With its prime location for manufacturing, downtown development focus and emphasis on preparing workers for local industries, Adel and Cook County continue to foster growth.
Outdoor recreation is a big draw to Cook County, thanks to the presence of Reed Bingham State Park. Visitors can count on seeing abundant wildlife, including gopher tortoises, yellow bellied sliders and indigo snakes. American alligators often enjoy the sun along the lake’s edge, and nesting bald eagles are frequently seen in winter. But what really makes this park significant is that nearly 80% of the Coastal Plain’s plant community can be found along its Coastal Plain Nature Trail with some of the most diverse habitat in the country.
Bud Fuller, park manager, says Reed Bingham offers just under seven miles of flatland soft trails, giving visitors the opportunity to see gopher tortoise and wiregrass restoration areas as well as planted longleaf pines, all part of a sustainable project to restore the habitat of one of the largest gopher tortoise populations on that side of Georgia.
The gopher tortoise plays an intricate role in creating the diverse ecosystem for other animals and plants. “Several different species will come in behind them and inhabit their dormant tortoise dens,” says Fuller, adding that having the tortoises there moving soil around helps introduce new fauna to the area.
“We’ve been able to incorporate that trail system into an ever-evolving growing lifecycle of expanding territory for the gopher tortoise,” says Fuller.
The diversity of the plant community there also has to be restored by fire every year via controlled burns, he says.
“It introduces that rejuvenation process between the trees for the longevity of the longleaf pine,” he says of the burns. “It’s a beautiful picture out there, with so many elements going on.”
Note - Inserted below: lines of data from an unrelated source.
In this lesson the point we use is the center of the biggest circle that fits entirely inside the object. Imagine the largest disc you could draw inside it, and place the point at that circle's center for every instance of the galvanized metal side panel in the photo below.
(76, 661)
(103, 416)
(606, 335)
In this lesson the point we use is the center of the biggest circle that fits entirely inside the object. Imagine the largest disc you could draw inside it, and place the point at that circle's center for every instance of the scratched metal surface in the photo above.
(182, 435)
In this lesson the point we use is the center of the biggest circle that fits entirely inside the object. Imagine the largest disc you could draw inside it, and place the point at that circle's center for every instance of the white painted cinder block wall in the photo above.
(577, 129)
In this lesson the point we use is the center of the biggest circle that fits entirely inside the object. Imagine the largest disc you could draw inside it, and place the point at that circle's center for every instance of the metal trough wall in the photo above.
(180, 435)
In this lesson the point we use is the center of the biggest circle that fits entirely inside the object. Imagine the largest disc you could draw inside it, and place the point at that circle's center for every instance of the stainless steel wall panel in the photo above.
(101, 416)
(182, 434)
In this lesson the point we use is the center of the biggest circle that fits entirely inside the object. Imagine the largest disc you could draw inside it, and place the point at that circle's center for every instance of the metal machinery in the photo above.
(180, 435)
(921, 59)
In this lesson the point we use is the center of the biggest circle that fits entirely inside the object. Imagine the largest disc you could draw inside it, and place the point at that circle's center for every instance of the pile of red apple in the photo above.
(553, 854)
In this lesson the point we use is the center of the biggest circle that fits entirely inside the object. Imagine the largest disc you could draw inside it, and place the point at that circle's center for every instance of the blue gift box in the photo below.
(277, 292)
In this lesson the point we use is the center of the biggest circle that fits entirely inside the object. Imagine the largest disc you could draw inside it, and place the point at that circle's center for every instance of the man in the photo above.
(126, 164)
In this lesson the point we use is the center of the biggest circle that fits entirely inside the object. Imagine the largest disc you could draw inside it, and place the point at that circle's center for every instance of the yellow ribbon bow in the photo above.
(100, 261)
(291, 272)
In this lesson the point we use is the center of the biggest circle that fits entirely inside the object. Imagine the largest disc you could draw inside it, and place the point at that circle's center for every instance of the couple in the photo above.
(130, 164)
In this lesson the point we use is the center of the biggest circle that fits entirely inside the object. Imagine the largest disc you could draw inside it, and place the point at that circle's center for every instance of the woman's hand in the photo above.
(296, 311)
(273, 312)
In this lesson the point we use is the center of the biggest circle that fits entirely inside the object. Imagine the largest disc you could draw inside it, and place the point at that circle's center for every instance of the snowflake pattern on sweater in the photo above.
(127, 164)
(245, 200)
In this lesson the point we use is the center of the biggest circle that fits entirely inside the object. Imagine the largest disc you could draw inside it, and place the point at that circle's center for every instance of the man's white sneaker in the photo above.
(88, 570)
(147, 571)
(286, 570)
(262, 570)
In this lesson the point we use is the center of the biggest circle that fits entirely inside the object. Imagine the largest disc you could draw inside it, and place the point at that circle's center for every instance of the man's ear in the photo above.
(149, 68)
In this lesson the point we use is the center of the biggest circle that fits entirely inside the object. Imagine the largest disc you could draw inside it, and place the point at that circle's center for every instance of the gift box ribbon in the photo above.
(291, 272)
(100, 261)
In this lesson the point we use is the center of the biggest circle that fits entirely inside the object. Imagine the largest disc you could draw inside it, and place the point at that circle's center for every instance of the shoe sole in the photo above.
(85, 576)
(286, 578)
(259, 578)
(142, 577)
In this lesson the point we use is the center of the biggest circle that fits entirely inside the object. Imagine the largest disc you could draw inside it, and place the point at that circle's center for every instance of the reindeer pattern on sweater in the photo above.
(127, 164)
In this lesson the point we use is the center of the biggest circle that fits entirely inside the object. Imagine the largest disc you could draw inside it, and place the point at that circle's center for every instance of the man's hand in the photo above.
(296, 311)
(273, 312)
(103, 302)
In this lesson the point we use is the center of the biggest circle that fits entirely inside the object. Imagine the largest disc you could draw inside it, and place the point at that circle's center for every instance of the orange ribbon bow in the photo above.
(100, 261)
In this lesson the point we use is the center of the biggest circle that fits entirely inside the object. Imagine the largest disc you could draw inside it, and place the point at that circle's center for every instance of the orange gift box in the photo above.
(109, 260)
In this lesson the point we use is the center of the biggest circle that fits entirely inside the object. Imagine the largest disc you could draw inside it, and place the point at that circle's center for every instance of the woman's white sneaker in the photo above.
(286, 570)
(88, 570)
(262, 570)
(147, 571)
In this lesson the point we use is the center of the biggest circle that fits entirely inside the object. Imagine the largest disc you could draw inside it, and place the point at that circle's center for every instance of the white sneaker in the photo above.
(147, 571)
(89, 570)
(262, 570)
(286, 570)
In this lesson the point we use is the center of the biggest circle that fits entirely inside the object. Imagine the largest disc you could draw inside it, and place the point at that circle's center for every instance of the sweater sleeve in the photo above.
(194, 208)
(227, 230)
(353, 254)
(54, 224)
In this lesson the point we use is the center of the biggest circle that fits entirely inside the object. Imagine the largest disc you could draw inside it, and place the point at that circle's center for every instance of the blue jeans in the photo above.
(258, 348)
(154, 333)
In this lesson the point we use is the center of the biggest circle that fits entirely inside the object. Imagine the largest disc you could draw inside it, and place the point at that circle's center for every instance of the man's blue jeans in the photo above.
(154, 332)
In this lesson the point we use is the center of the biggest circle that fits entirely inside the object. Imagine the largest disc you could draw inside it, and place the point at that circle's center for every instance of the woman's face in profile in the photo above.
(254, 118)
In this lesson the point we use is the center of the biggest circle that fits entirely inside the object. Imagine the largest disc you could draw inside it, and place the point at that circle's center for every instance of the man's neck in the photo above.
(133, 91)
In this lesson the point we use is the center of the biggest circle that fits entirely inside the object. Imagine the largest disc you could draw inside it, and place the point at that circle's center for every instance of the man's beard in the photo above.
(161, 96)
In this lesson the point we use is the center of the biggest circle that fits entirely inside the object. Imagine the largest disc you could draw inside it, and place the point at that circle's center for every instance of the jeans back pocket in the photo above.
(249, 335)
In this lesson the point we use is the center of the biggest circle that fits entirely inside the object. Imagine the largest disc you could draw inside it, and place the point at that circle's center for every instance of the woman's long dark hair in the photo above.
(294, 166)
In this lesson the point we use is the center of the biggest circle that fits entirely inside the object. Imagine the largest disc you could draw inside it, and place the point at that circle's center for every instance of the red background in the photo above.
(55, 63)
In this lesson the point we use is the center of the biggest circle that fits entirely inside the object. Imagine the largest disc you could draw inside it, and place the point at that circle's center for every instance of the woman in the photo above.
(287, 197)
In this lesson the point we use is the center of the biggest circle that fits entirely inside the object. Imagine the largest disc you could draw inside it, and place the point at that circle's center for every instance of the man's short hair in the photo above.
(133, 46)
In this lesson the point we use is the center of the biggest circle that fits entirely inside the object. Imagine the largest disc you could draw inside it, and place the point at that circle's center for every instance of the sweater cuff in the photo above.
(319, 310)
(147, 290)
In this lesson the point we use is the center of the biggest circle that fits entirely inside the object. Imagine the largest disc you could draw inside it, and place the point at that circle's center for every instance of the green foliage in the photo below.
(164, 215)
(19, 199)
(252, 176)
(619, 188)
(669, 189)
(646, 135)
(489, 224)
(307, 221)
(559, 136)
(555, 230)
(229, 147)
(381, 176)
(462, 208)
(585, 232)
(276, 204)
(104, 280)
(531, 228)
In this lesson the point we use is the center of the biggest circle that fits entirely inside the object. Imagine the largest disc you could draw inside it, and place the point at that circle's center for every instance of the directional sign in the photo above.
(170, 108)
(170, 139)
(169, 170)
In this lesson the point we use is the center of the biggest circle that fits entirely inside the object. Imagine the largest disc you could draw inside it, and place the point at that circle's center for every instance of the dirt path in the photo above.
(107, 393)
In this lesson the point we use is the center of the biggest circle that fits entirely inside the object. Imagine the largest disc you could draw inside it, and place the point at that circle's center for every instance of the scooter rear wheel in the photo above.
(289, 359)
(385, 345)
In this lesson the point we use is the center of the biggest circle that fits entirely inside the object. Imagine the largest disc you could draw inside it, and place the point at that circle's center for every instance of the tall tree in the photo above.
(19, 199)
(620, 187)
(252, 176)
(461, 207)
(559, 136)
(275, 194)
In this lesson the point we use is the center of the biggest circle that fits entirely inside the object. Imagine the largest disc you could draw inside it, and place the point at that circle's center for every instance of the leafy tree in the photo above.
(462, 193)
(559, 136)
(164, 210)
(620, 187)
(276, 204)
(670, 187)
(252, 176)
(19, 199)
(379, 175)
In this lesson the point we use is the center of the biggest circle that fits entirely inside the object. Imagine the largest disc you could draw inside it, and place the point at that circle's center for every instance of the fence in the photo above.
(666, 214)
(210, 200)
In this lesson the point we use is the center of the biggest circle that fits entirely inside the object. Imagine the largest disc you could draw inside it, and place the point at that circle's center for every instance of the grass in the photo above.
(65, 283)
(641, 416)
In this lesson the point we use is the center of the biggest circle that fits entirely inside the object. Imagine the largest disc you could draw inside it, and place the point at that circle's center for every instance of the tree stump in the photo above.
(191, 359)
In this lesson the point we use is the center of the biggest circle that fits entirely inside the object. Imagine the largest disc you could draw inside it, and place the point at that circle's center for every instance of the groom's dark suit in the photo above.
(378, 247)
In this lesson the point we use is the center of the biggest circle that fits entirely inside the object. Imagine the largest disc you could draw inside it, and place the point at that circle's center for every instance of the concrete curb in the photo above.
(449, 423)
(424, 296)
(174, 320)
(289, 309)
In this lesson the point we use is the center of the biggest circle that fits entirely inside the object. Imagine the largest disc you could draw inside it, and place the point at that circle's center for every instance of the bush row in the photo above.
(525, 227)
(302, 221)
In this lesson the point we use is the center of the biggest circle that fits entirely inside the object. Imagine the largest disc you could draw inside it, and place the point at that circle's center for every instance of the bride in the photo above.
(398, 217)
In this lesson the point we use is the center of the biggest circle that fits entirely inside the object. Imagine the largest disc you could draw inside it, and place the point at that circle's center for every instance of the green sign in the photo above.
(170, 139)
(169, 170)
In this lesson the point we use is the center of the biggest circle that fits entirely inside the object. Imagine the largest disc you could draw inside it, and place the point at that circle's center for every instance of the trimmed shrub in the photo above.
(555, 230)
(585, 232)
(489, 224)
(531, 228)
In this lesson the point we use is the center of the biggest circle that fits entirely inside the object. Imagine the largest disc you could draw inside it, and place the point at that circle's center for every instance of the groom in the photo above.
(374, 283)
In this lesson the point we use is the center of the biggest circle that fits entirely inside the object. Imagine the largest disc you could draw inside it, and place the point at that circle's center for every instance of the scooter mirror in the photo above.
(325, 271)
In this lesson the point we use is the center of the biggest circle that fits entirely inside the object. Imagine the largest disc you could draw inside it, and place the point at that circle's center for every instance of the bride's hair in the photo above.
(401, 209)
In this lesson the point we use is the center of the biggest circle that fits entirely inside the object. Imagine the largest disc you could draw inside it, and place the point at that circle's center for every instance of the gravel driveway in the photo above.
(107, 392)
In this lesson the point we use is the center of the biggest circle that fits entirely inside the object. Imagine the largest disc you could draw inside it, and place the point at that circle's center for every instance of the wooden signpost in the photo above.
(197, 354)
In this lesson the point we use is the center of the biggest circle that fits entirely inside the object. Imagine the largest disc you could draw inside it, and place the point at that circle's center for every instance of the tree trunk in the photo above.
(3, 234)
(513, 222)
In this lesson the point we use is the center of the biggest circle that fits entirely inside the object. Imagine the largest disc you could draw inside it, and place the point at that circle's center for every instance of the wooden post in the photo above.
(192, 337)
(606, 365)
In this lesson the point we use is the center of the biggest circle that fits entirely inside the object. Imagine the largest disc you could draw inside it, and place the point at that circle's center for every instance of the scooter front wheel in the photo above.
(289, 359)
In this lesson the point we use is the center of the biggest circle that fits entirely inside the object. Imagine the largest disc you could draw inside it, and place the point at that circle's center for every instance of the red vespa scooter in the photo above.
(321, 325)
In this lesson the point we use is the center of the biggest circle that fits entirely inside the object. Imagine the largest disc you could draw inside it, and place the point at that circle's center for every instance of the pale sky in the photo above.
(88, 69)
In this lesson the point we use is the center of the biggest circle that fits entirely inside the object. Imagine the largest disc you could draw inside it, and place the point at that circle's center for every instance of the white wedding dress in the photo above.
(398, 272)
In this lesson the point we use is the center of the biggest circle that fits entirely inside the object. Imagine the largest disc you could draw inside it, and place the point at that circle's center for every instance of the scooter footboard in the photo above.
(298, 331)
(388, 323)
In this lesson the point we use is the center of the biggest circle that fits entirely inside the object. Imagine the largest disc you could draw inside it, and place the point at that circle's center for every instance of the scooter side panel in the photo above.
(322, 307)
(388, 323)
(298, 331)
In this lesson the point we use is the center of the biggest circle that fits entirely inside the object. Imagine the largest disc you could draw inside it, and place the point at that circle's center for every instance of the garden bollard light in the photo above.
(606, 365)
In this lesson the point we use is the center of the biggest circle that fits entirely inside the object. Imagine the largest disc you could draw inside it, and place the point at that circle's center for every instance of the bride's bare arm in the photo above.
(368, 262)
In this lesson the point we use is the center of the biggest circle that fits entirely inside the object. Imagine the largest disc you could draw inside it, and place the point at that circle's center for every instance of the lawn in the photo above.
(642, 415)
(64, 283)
During normal years, the park hosts a couple of ranger-led interpretive hikes on the trail system. The guided hikes are tied into the state park system’s site-specific Junior Ranger book designed to encourage kids to get out and experience nature first-hand while exploring Georgia’s history and outdoor recreational activities.
While operating under limited services this year, the park continues to offer hikers access to the trail but temporarily suspended guided hikes, says Fuller. In the meantime, the park system is featuring online programming available on gastateparks.org, on the Georgia State Parks and Historic Site’s Facebook page and on YouTube.
Many other activities are currently open to visitors at Reed Bigham, including the 375-acre lake where visitors can enjoy the popular beach and boat, water ski and fish for bass, crappie, catfish and bream. A Georgia fishing license is required for those ages 16 and over. In addition, the park’s campground is open year round.
Check with the park for current hours and open services and attractions.